Take a chance on me
JULIE WALTERS HAS SPENT SO MUCH time in the nation's living rooms over the last 20 years that we all feel we know her.
She may have played her share of unsympathetic or unsavoury characters, but it's a motley crew of lovable, usually garrulous and often eccentric women that tend to spring to mind at the mention of her name: the philosophy-spouting and accident-prone Mrs Overall from Acorn Antiques (her favourite role), the name-dropping fantasist Petula in Dinnerladies, the gobby Open University student in Educating Rita and, most recently, the cheery Mrs Weasley in the Harry Potter movies.
It comes as something of a surprise, then, to find that not only is Walters much less chatty (and much more normal) than her screen alter egos but also that she is considerably less animated – at least when she's being herself. A conversation with the 58-year-old actress regarded as something of a national institution ("that makes me sound like I'm open to coach parties", she likes to quip) is inevitably stuffed with little acted-out monologues and dialogues as she slips into character. But in between times, she is an extremely thoughtful interviewee who considers her every answer and doesn't waste words going over stories she has already told in great detail in her new book.
That book – for which she reportedly received 1.6 million, the highest fee ever paid for a celebrity memoir in the UK – is entitled That's Another Story, and it chronicles Walters's life from her own birth up to that of her now 20-year-old daughter Maisie. The autobiography may only cover 38 years but Walters has packed more than most people manage into her time.
The book ends before the most dramatic chapter of Walters's life – the three-year period during Maisie's early life when she was desperately ill with leukaemia – and it's utterly devoid of mud-slinging (no juicy scandals here), insinuations and revelations. Unless you count a particularly hilarious story about Liza Minnelli helping her out of white cowboy boots, in the toilets of a famous London disco in 1983.

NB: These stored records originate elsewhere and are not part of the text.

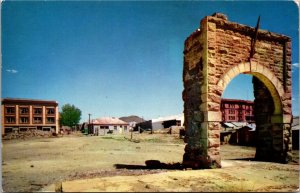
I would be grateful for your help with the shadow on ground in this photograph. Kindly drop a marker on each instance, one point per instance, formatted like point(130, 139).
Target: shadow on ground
point(151, 164)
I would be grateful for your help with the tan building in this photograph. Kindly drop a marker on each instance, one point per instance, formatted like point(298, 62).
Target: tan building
point(19, 115)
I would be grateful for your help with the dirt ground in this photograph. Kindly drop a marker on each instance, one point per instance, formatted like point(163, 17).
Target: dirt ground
point(79, 163)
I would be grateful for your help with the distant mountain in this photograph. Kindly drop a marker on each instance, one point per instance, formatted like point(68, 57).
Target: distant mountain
point(132, 118)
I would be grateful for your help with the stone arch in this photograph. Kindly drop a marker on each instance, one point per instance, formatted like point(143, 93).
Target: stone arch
point(263, 74)
point(213, 55)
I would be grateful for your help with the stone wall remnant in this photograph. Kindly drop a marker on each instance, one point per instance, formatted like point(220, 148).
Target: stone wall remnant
point(213, 55)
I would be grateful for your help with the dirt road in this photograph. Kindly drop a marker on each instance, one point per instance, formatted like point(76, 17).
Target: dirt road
point(37, 164)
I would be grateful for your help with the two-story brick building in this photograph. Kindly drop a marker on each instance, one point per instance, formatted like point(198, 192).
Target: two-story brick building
point(234, 110)
point(20, 115)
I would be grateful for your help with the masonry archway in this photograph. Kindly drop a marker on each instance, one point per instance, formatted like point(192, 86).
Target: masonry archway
point(213, 56)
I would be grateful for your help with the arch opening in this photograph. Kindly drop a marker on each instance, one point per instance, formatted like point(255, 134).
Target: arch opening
point(248, 120)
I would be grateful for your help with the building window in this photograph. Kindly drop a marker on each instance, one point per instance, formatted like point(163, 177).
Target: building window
point(50, 111)
point(24, 120)
point(231, 111)
point(10, 110)
point(10, 120)
point(37, 119)
point(37, 111)
point(24, 110)
point(232, 118)
point(8, 130)
point(50, 119)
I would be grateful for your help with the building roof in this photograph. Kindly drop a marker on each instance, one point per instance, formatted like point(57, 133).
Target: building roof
point(239, 124)
point(236, 101)
point(229, 125)
point(27, 101)
point(108, 121)
point(172, 117)
point(132, 118)
point(295, 124)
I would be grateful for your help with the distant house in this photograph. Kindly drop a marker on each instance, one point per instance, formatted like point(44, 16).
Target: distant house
point(168, 121)
point(132, 120)
point(295, 133)
point(22, 115)
point(108, 125)
point(234, 110)
point(244, 135)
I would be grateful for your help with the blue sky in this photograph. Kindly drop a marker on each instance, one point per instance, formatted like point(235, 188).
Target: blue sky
point(120, 58)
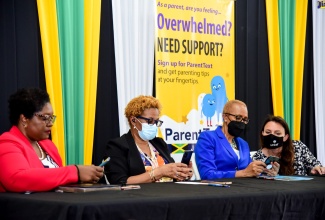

In other words, it's hardly your typical celebrity memoir. It doesn't shed much light on Walters's six-year relationship with fellow actor Pete Postlethwaite or on the heavy drinking during her early years in the spotlight. Nevertheless, it is, as the actress's first famous creation Rita might have said, "a bloody good read", thanks to her bawdy
sense of humour, comic timing, eye for the absurd and her natural flair as a storyteller. Of course, it helps that, as you read it, you automatically hear her familiar Brummie voice chatting away to you.
Although she comes across as a natural writer, Walters found it extremely difficult to get started on the project. Mind you, her previous book – a novel, Maggie's Tree, which was published to impressive reviews in 2006 – had taken a decade to complete. With her memoir, she didn't have the luxury of time, having promised her agent she would turn it around more quickly. She got started last January, notched up 13,000 words, then went off to film for the rest of year.
This January, when Walters had recovered from filming, back-to-back, two completely contrasting projects – Filth: The Mary Whitehouse Story and Mamma Mia!, her agent called and told her the final manuscript was expected in June. A further 100,000 words were required. Walters panicked.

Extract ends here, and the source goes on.